Our efforts have begun to provide a better understanding of (a) the ingredients of recovery, (b) high-level recovery requirements, (c) ways to achieve them, and (d) the tradeoffs in the choice of recovery protocols. With a good model of recovery, we are trying to better assess the efficacy of recovery methods. This should move recovery from difficult art to better-understood science, where crafting recovery is a still complex but fairly well understood and predictable activity. One indication of success will be the applicability of the building blocks identified so far to different transaction processing platforms on the one hand and to different applications on the other. This attempt to demonstrate applicability will also help us fine-tune the protocols, policies and mechanisms.
Our framework, which incorporates the novel formalization of the intuitive concept of recovery guarantees, protocols, and forced-progress (liveness) is a good answer to the need (which we identified in our proposal for this project) for an abstraction to better model, formalize, and reason about recovery. Albeit still in progress, our framework bridges the gap between low-level implementation details (concerning, e.g., creation and movement of log records) and the high-level requirements (e.g., Failure Atomicity, E-commerce goods-money atomicity) of recovery-based systems.
Four Ph.D. students, Lory Molesky, Mohan Kamath, Ming Xiong, and Cris Pedregal-Martin have been involved the current work or in work leading to this work. Part of their research assistantship support came from NSF. Lory Molesky (currently at Oracle Corp.) defended his Ph.D. thesis in summer '96; Mohan Kamath defended his Ph.D. thesis in Spring '98 (and joined Oracle Corp.); Ming Xiong defended his Ph.D. thesis in Spring '98 (currently at Lucent Bell Labs); Cris Pedregal-Martin expects to finish his dissertation this Summer.

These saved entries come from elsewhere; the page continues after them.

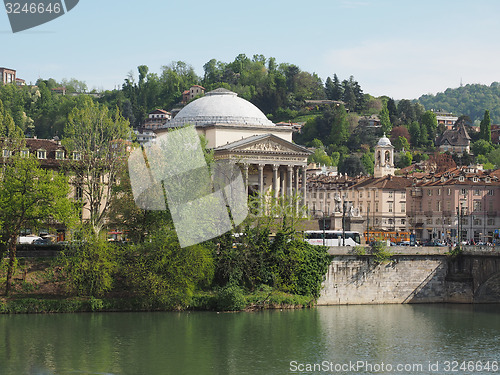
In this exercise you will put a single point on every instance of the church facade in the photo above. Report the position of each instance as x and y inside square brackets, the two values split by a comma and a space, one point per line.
[238, 131]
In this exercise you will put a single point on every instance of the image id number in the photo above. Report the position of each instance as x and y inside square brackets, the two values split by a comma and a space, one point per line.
[33, 8]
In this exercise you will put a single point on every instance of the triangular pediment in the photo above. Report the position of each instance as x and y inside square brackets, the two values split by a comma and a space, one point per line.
[267, 143]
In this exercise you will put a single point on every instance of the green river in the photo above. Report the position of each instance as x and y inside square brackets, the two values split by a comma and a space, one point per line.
[385, 339]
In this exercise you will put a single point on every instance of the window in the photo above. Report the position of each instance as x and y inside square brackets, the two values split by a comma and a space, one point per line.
[477, 205]
[41, 154]
[78, 193]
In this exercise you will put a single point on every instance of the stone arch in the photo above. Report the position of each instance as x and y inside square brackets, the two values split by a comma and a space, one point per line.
[489, 291]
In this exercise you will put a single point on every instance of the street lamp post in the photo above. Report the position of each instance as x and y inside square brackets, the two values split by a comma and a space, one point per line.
[460, 227]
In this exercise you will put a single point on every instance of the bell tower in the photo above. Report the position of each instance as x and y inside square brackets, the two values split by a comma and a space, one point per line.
[384, 158]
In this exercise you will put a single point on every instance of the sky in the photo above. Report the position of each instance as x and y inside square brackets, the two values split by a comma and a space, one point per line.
[399, 48]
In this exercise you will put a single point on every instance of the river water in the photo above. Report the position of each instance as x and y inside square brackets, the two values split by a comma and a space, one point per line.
[396, 339]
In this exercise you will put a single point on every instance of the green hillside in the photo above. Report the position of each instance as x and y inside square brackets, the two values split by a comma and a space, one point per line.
[471, 100]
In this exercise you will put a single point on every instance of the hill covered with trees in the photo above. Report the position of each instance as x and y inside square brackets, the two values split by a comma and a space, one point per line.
[282, 91]
[469, 100]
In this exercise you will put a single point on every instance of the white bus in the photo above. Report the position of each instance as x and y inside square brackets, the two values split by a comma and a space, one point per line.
[332, 237]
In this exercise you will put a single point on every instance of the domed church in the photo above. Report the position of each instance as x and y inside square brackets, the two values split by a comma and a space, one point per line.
[238, 131]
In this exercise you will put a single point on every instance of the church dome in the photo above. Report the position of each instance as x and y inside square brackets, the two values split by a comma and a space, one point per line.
[220, 106]
[384, 141]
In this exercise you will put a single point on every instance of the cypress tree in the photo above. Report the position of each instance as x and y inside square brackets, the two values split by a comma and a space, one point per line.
[485, 127]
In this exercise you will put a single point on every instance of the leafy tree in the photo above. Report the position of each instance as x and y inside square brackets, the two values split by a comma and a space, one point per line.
[352, 166]
[333, 88]
[429, 120]
[163, 273]
[393, 110]
[100, 138]
[385, 120]
[494, 157]
[485, 127]
[470, 100]
[91, 266]
[481, 147]
[407, 112]
[335, 158]
[415, 133]
[7, 125]
[320, 157]
[30, 195]
[405, 159]
[400, 131]
[401, 143]
[126, 215]
[368, 161]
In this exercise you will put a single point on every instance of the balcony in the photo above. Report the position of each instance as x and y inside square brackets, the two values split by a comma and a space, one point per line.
[416, 192]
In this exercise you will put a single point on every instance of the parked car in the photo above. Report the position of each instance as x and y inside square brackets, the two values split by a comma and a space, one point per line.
[41, 241]
[433, 243]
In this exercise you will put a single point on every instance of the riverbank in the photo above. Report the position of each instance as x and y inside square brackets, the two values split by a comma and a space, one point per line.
[39, 287]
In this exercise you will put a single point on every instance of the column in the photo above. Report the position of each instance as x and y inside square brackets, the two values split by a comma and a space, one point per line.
[296, 186]
[261, 179]
[245, 175]
[275, 180]
[282, 182]
[304, 185]
[289, 180]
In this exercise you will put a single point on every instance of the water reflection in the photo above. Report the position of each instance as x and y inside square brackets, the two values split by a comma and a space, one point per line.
[246, 343]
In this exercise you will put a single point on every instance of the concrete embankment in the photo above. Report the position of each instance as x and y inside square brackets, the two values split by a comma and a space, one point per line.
[413, 275]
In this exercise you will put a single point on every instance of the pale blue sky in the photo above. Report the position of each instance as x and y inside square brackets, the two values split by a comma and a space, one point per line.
[392, 47]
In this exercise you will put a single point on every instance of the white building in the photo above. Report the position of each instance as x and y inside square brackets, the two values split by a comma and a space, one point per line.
[237, 130]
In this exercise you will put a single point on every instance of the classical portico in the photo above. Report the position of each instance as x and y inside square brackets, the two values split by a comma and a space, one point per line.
[238, 131]
[269, 163]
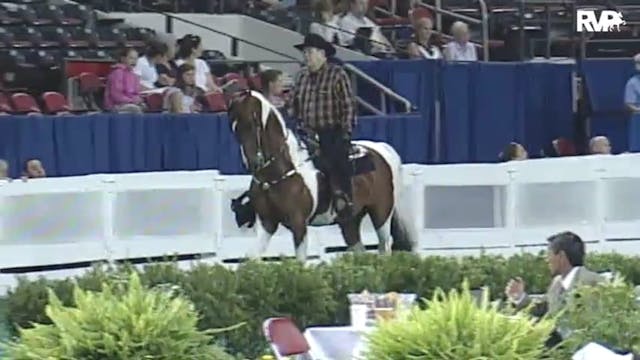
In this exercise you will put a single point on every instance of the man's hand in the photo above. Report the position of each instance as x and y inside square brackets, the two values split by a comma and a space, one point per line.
[515, 289]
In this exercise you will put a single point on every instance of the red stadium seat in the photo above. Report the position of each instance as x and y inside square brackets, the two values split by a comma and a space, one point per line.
[24, 104]
[89, 84]
[155, 102]
[255, 82]
[215, 102]
[55, 103]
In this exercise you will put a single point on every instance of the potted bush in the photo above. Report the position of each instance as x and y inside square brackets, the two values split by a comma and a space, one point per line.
[122, 322]
[456, 326]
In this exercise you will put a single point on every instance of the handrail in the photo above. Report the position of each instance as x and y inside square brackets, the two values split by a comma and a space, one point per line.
[368, 106]
[172, 16]
[450, 13]
[381, 87]
[484, 21]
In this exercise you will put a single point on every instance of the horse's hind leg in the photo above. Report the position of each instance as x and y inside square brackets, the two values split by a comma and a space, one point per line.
[381, 219]
[351, 233]
[298, 228]
[265, 230]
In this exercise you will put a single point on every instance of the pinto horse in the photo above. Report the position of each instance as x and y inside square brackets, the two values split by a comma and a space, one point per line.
[288, 189]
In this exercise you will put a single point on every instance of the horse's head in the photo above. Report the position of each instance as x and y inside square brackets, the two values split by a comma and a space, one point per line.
[257, 128]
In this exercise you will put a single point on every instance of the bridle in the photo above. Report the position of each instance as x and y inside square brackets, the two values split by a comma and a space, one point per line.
[262, 164]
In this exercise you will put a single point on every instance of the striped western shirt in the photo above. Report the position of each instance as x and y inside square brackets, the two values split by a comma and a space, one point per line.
[324, 98]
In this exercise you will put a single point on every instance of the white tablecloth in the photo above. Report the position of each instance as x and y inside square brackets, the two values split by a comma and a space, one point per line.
[336, 342]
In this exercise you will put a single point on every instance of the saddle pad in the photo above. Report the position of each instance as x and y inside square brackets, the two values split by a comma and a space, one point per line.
[358, 152]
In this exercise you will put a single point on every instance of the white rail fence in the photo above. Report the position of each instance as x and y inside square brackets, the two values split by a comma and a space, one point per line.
[460, 209]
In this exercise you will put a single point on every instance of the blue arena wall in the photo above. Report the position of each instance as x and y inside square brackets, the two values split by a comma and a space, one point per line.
[483, 106]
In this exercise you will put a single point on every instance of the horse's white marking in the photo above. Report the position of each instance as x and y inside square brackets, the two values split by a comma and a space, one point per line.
[391, 157]
[244, 157]
[326, 218]
[384, 236]
[264, 238]
[301, 251]
[299, 154]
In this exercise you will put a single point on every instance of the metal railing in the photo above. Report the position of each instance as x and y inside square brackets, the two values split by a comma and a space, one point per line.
[483, 21]
[384, 91]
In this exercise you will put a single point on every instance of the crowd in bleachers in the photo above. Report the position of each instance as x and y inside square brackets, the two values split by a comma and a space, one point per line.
[560, 147]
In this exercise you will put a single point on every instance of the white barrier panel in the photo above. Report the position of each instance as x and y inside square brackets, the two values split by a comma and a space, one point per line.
[515, 206]
[455, 210]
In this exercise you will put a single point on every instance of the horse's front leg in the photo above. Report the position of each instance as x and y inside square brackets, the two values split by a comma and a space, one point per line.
[265, 230]
[300, 238]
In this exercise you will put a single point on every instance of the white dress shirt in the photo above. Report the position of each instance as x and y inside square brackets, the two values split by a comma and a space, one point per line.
[351, 23]
[432, 53]
[147, 72]
[454, 51]
[202, 72]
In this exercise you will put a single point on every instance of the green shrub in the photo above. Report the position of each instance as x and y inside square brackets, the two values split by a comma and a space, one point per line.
[313, 294]
[454, 327]
[119, 323]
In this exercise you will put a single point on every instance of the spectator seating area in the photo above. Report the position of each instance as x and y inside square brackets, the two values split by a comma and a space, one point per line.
[37, 37]
[506, 19]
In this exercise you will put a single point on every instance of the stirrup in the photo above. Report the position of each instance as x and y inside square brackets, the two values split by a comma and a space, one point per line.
[344, 200]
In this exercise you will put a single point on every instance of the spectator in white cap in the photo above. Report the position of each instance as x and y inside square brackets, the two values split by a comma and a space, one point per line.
[599, 145]
[4, 170]
[632, 90]
[460, 49]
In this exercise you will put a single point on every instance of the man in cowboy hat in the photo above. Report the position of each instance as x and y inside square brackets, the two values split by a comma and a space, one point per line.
[324, 104]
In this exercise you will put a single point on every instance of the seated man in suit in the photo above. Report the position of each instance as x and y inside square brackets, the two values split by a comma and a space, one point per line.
[566, 261]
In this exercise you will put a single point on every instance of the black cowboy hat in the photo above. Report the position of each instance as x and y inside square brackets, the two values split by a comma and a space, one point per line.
[318, 42]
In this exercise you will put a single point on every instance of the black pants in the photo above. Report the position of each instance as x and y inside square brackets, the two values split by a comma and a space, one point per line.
[335, 144]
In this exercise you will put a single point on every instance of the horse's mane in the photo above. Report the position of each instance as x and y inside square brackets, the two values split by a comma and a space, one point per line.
[297, 151]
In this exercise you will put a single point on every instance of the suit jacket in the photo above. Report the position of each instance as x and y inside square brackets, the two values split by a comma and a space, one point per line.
[555, 298]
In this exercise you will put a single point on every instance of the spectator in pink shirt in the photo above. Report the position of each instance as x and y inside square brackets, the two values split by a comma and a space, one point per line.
[123, 85]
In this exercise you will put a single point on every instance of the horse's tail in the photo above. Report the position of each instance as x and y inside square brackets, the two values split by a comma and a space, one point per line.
[402, 231]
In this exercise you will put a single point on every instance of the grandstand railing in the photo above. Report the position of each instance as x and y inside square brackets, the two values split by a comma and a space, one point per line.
[457, 209]
[383, 90]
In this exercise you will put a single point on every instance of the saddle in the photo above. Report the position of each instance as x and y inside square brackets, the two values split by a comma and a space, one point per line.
[359, 156]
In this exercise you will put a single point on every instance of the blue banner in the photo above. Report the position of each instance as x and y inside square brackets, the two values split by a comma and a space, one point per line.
[484, 106]
[120, 143]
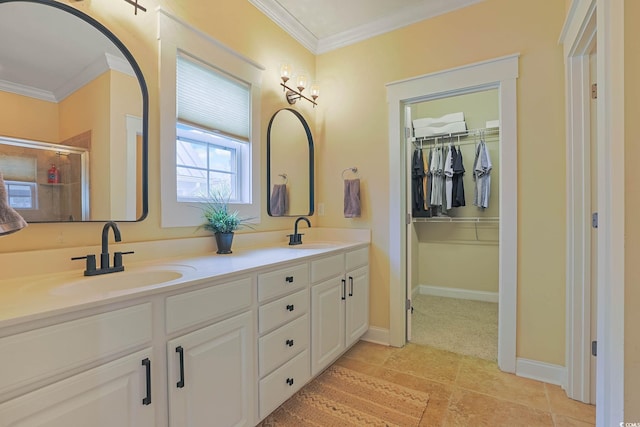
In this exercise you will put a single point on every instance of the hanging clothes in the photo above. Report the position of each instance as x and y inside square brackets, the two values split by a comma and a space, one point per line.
[448, 176]
[457, 193]
[482, 175]
[417, 175]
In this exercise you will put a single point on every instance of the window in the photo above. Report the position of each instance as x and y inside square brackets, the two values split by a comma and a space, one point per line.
[22, 195]
[209, 124]
[211, 158]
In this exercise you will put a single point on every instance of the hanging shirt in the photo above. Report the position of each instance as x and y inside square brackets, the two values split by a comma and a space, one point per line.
[457, 194]
[448, 177]
[417, 175]
[482, 175]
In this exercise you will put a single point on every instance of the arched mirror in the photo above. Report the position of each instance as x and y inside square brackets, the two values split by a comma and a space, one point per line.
[289, 165]
[74, 117]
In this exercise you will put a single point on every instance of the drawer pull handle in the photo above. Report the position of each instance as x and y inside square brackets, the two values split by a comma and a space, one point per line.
[147, 364]
[180, 351]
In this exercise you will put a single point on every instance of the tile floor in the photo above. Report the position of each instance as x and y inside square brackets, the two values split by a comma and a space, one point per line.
[466, 391]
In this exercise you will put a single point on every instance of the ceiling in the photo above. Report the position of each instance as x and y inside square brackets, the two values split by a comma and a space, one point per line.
[325, 25]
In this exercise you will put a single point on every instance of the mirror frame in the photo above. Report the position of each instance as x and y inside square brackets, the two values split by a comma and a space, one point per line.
[145, 100]
[311, 162]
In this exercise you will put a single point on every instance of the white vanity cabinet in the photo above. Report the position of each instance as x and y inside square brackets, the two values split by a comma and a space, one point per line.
[211, 376]
[117, 392]
[339, 305]
[283, 343]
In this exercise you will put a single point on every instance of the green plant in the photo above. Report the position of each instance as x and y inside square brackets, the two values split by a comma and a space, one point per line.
[219, 219]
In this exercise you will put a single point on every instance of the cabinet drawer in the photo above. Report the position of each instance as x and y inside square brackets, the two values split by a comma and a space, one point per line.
[357, 258]
[280, 345]
[327, 268]
[282, 383]
[45, 352]
[282, 281]
[279, 312]
[191, 308]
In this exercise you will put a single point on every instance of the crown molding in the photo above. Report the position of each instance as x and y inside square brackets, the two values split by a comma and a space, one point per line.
[403, 17]
[287, 22]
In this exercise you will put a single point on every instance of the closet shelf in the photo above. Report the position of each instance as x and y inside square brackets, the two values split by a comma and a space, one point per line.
[480, 219]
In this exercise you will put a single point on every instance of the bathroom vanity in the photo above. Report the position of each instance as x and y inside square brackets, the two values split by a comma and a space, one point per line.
[190, 341]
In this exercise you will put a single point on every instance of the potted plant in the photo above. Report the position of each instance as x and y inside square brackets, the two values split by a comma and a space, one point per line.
[221, 221]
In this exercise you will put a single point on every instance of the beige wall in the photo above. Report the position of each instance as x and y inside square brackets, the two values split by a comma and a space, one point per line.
[351, 130]
[632, 207]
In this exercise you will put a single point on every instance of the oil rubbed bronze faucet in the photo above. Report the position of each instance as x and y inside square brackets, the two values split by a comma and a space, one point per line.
[105, 268]
[296, 238]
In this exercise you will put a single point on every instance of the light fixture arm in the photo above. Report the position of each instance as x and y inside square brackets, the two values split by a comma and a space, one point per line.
[293, 95]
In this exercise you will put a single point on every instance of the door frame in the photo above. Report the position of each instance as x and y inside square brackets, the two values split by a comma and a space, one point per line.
[500, 73]
[609, 29]
[579, 39]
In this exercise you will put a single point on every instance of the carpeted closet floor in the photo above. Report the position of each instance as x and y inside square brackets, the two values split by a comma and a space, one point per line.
[462, 326]
[422, 386]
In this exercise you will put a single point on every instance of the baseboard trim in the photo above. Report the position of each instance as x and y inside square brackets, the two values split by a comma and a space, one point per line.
[376, 335]
[456, 293]
[541, 371]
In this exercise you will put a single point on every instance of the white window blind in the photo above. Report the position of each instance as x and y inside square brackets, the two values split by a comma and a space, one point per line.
[211, 99]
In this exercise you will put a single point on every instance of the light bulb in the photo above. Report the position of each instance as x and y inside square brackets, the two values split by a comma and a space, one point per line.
[302, 82]
[315, 91]
[285, 72]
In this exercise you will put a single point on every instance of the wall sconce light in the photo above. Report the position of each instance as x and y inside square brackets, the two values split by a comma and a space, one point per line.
[293, 95]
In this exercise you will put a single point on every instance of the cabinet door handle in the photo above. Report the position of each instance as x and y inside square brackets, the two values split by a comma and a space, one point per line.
[147, 364]
[180, 351]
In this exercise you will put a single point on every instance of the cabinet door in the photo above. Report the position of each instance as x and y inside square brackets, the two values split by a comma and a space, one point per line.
[211, 375]
[106, 396]
[357, 304]
[327, 322]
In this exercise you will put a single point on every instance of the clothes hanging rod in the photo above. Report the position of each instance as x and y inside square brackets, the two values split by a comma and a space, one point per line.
[480, 219]
[488, 132]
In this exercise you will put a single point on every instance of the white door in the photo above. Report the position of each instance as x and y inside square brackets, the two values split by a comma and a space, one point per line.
[211, 375]
[357, 314]
[106, 396]
[594, 235]
[327, 322]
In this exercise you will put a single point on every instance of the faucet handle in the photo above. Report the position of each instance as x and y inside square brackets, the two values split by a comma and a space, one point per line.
[117, 258]
[91, 263]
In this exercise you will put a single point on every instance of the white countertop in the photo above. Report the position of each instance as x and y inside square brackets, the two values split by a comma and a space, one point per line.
[37, 296]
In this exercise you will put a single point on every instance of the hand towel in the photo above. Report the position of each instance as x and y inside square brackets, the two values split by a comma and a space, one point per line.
[10, 220]
[278, 201]
[351, 198]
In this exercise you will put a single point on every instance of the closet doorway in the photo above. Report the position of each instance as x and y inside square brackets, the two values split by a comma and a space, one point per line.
[453, 240]
[499, 74]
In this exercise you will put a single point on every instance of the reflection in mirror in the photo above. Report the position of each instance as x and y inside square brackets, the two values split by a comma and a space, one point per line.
[289, 165]
[72, 101]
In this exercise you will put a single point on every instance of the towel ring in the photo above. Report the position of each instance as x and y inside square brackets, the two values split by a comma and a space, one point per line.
[352, 169]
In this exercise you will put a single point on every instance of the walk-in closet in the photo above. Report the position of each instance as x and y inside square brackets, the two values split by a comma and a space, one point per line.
[453, 241]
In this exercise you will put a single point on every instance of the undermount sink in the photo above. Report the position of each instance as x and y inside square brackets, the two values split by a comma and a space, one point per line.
[312, 245]
[113, 282]
[136, 277]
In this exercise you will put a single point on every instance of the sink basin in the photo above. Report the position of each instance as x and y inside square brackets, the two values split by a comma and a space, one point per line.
[312, 245]
[113, 282]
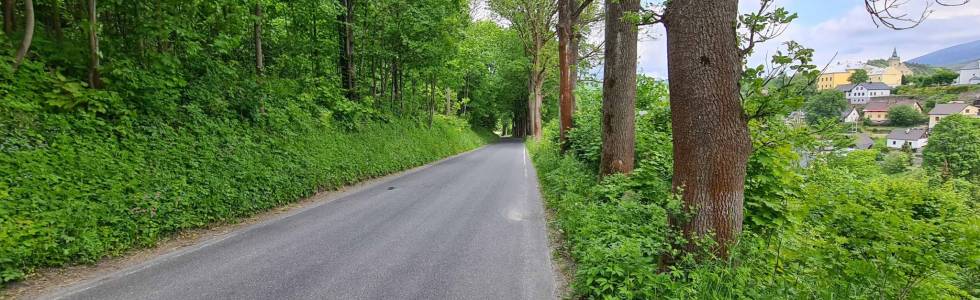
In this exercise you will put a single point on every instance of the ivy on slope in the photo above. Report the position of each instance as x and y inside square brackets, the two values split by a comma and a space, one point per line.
[76, 187]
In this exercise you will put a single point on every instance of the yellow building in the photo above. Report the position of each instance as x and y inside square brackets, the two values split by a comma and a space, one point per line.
[890, 75]
[831, 80]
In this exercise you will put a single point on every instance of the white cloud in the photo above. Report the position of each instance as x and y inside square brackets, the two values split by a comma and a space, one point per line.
[853, 36]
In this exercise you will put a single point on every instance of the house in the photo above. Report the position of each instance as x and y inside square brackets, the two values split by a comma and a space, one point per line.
[851, 115]
[970, 74]
[948, 109]
[796, 118]
[861, 93]
[863, 141]
[913, 138]
[877, 109]
[890, 75]
[837, 75]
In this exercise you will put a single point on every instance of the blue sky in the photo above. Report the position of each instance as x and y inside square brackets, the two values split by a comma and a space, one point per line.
[843, 27]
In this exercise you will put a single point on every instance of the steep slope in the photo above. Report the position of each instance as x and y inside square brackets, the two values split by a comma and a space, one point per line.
[951, 57]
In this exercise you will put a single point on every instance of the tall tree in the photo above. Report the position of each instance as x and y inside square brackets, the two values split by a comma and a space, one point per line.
[257, 32]
[710, 133]
[94, 78]
[534, 21]
[25, 43]
[346, 21]
[569, 13]
[619, 87]
[8, 17]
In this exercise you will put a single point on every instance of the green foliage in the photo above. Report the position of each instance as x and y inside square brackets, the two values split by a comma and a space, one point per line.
[840, 229]
[954, 148]
[74, 190]
[936, 94]
[185, 133]
[941, 77]
[859, 76]
[905, 115]
[850, 232]
[825, 105]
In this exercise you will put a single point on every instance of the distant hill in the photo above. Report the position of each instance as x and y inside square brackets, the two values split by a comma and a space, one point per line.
[918, 69]
[953, 57]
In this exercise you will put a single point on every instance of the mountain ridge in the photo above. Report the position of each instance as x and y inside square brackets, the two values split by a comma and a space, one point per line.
[952, 57]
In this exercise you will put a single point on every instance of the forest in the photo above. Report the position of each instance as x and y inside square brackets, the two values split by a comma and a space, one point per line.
[123, 122]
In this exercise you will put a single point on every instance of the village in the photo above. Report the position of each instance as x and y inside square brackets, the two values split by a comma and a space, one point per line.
[893, 107]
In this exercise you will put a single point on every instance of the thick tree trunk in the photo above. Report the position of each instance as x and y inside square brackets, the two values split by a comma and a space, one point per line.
[25, 43]
[566, 96]
[619, 89]
[55, 20]
[432, 98]
[94, 78]
[449, 101]
[346, 21]
[259, 56]
[536, 93]
[8, 17]
[711, 138]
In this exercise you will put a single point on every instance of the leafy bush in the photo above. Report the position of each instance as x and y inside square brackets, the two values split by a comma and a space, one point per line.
[954, 148]
[905, 115]
[81, 177]
[839, 229]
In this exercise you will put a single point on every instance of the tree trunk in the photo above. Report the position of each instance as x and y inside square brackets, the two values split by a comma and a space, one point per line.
[55, 20]
[711, 138]
[25, 44]
[346, 21]
[566, 16]
[94, 78]
[432, 98]
[619, 88]
[536, 95]
[449, 101]
[8, 17]
[259, 56]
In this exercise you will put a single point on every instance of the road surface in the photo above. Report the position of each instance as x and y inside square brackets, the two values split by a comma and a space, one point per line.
[470, 227]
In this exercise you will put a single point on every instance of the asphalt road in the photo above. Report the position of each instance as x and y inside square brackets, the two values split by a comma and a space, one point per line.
[470, 227]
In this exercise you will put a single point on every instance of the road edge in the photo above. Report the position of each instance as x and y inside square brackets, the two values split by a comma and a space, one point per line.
[54, 282]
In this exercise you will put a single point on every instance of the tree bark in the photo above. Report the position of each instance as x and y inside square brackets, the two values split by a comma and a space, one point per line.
[619, 89]
[536, 95]
[449, 101]
[8, 17]
[565, 94]
[569, 12]
[710, 133]
[259, 56]
[432, 98]
[25, 43]
[94, 78]
[346, 21]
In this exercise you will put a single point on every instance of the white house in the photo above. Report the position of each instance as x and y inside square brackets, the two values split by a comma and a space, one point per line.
[851, 115]
[970, 74]
[914, 138]
[861, 93]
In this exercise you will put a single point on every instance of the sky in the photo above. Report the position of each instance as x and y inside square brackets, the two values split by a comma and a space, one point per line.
[845, 28]
[839, 31]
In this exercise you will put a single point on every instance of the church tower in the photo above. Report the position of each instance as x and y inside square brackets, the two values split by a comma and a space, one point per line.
[895, 61]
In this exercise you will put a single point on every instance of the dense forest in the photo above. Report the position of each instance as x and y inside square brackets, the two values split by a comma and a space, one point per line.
[122, 122]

Based on the perspective gained from our work on advanced (semantics-based) transaction processing for a number of years, we have developed a comprehensive text on the topic that was published by IEEE Press. Feedback from various institutions indicates that this book is a very useful tool for both graduate students and researchers.
The ACTA transaction framework and its linguistic counterpart ASSET (developed in collaboration with Bell Laboratories) were products of NSF support for our work. They provide building blocks and language primitives to construct advanced transaction models and have been serving as yardsticks for the providers of transaction modeling support. A substantial part of our work in the context of this project is a framework (outlined above) which extends the ACTA and ASSET frameworks into the realm of recovery and the recovery support for advanced transaction semantics in diverse contexts.